To upgrade biomass to fuels, researchers will target the electro-hydrogenation of the C=O bonds in CO2, carbonates, formates and C=O-containing compounds derived from carbohydrates.


[1] Balaraman, E., et al., “Efficient hydrogenation of organic carbonates, carbamates and formates indicates alternative routes to methanol based on CO2 and CO” Nat Chem 2011, 3, 609-614.

[2] Whipple, D. T.; Kenis, P. J. A. “Prospects of CO2 Utilization via Direct Heterogeneous Electrochemical Reduction” J. Phys. Chem. Lett. 2010, 1, 3451-3458.
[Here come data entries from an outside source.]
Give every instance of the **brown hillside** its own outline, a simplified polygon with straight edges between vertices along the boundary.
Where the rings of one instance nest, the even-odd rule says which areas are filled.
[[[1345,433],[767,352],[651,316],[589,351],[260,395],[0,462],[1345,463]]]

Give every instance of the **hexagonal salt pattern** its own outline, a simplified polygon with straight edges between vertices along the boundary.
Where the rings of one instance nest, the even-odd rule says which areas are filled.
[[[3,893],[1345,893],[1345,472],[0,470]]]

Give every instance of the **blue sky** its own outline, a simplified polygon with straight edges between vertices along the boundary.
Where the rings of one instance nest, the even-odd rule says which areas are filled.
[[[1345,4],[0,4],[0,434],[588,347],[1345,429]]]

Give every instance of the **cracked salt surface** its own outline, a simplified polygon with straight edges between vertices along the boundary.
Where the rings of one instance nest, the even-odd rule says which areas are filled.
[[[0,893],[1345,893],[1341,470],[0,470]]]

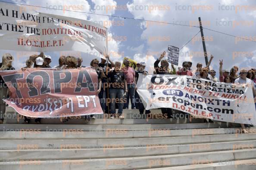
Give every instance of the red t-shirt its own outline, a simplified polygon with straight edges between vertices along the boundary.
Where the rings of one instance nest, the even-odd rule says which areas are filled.
[[[187,70],[186,71],[184,71],[181,70],[181,71],[178,71],[177,72],[176,74],[177,75],[185,75],[185,76],[192,76],[193,73],[191,71]]]
[[[224,82],[224,80],[225,79],[225,76],[219,76],[219,82]]]

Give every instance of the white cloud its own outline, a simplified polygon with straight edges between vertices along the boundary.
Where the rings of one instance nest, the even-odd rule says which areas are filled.
[[[153,55],[144,55],[142,54],[135,54],[134,56],[134,59],[136,62],[140,63],[144,62],[146,67],[145,70],[149,74],[153,74],[154,71],[154,63],[156,59]]]
[[[235,3],[235,4],[234,3]],[[247,5],[254,5],[252,1],[247,1]],[[156,15],[155,13],[150,13],[146,10],[134,10],[132,7],[136,6],[169,5],[170,10],[163,11],[158,10],[161,15]],[[238,36],[247,36],[256,37],[255,31],[255,22],[253,25],[242,25],[237,24],[234,26],[232,22],[234,21],[253,20],[256,16],[254,12],[250,10],[241,10],[236,13],[234,10],[221,10],[218,8],[220,5],[244,5],[244,1],[241,0],[223,0],[219,1],[170,1],[163,0],[160,1],[153,1],[146,0],[134,0],[132,3],[128,4],[129,11],[136,18],[144,18],[146,20],[165,21],[170,23],[175,22],[177,24],[189,24],[198,26],[198,16],[201,16],[203,21],[203,27],[211,28],[228,33]],[[212,6],[211,9],[203,10],[199,7],[201,6]],[[195,6],[198,9],[192,11],[189,7]],[[180,8],[178,8],[178,7]],[[250,14],[250,16],[248,17]],[[223,17],[224,16],[224,17]],[[204,21],[204,23],[203,21]],[[230,21],[227,25],[223,25],[219,22]],[[147,26],[146,26],[147,25]],[[222,23],[221,23],[222,24]],[[142,39],[155,39],[156,40],[147,41],[145,46],[147,50],[153,54],[160,54],[162,50],[167,51],[168,45],[181,48],[198,31],[199,28],[175,26],[172,24],[160,24],[154,23],[153,25],[148,25],[147,22],[141,22],[140,28],[143,32],[141,35]],[[209,55],[209,60],[211,54],[214,56],[211,67],[215,70],[219,68],[219,61],[223,59],[225,68],[231,68],[236,64],[242,67],[245,62],[248,62],[251,67],[254,67],[256,61],[250,63],[248,60],[242,58],[234,60],[232,54],[234,52],[251,52],[255,50],[255,42],[241,41],[235,42],[235,38],[222,34],[203,30],[205,37],[210,38],[209,40],[206,41],[206,50]],[[205,63],[202,39],[199,33],[197,37],[199,38],[195,42],[192,41],[186,45],[180,52],[183,55],[180,56],[179,66],[182,64],[185,61],[191,61],[193,63],[192,68],[194,68],[198,62]],[[198,55],[200,52],[201,54]],[[156,56],[156,55],[153,55]],[[156,56],[156,58],[158,58]],[[245,62],[244,61],[245,61]]]
[[[89,4],[88,2],[86,0],[45,0],[44,1],[33,1],[28,0],[24,1],[22,0],[13,0],[14,2],[19,3],[23,3],[34,5],[36,6],[42,6],[44,7],[48,7],[54,8],[54,9],[50,9],[47,8],[40,8],[37,7],[32,7],[29,6],[21,5],[21,8],[22,8],[22,10],[25,12],[26,11],[31,11],[31,10],[50,13],[57,15],[67,16],[69,17],[72,17],[83,20],[89,20],[92,22],[97,23],[99,24],[103,25],[108,29],[108,36],[109,36],[108,42],[108,51],[109,55],[112,60],[121,60],[121,57],[124,56],[124,52],[120,52],[119,51],[120,42],[117,42],[112,37],[114,36],[113,33],[110,31],[110,28],[112,26],[112,22],[110,20],[109,18],[107,16],[98,15],[96,15],[88,14],[85,13],[76,12],[71,11],[63,11],[63,10],[57,10],[56,9],[66,9],[72,11],[82,12],[86,12],[95,13],[100,14],[108,14],[112,15],[115,13],[115,8],[116,6],[116,2],[113,0],[92,0],[93,3],[95,3],[94,8],[92,8]],[[110,6],[110,9],[108,9],[109,7]],[[97,8],[96,8],[97,7]],[[100,7],[100,8],[99,8]],[[97,8],[97,9],[96,9]],[[2,51],[1,53],[3,51]],[[12,51],[8,51],[8,52],[11,53]],[[21,66],[24,66],[25,65],[25,61],[28,58],[30,55],[32,54],[37,54],[37,52],[13,52],[13,56],[15,58],[15,62],[13,64],[17,68],[21,67]],[[16,55],[19,54],[17,57]],[[56,65],[58,64],[57,60],[59,57],[62,54],[66,54],[65,55],[73,55],[75,57],[81,56],[84,58],[84,64],[86,66],[88,66],[93,56],[90,56],[87,53],[84,54],[82,54],[78,52],[58,52],[51,53],[52,58],[53,62],[52,65]],[[22,56],[21,55],[23,55]],[[87,59],[85,59],[87,58]]]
[3] Benson, E. E.; Kubiak, C. P.; Sathrum, A. J.; Smieja, J. M. “Electrocatalytic and homogeneous approaches to conversion of CO2 to liquid fuels” Chem. Soc. Rev. 2009, 38, 89-99.

[4] Ikariya, T.; Blacker, A. J. “Asymmetric transfer hydrogenation of ketones with bifunctional transition metal-based molecular” Acc. Chem. Res. 2007, 40, 1300-1308.

[5] Haack, K. J.; Hashiguchi, S.; Fujii, A.; Ikariya, T.; Noyori, R. “The catalyst precursor, catalyst, and intermediate in the Ru-II-promoted asymmetric hydrogen transfer between alcohols and ketones” Angew. Chem., Int. Ed. 1997, 36, 285-288.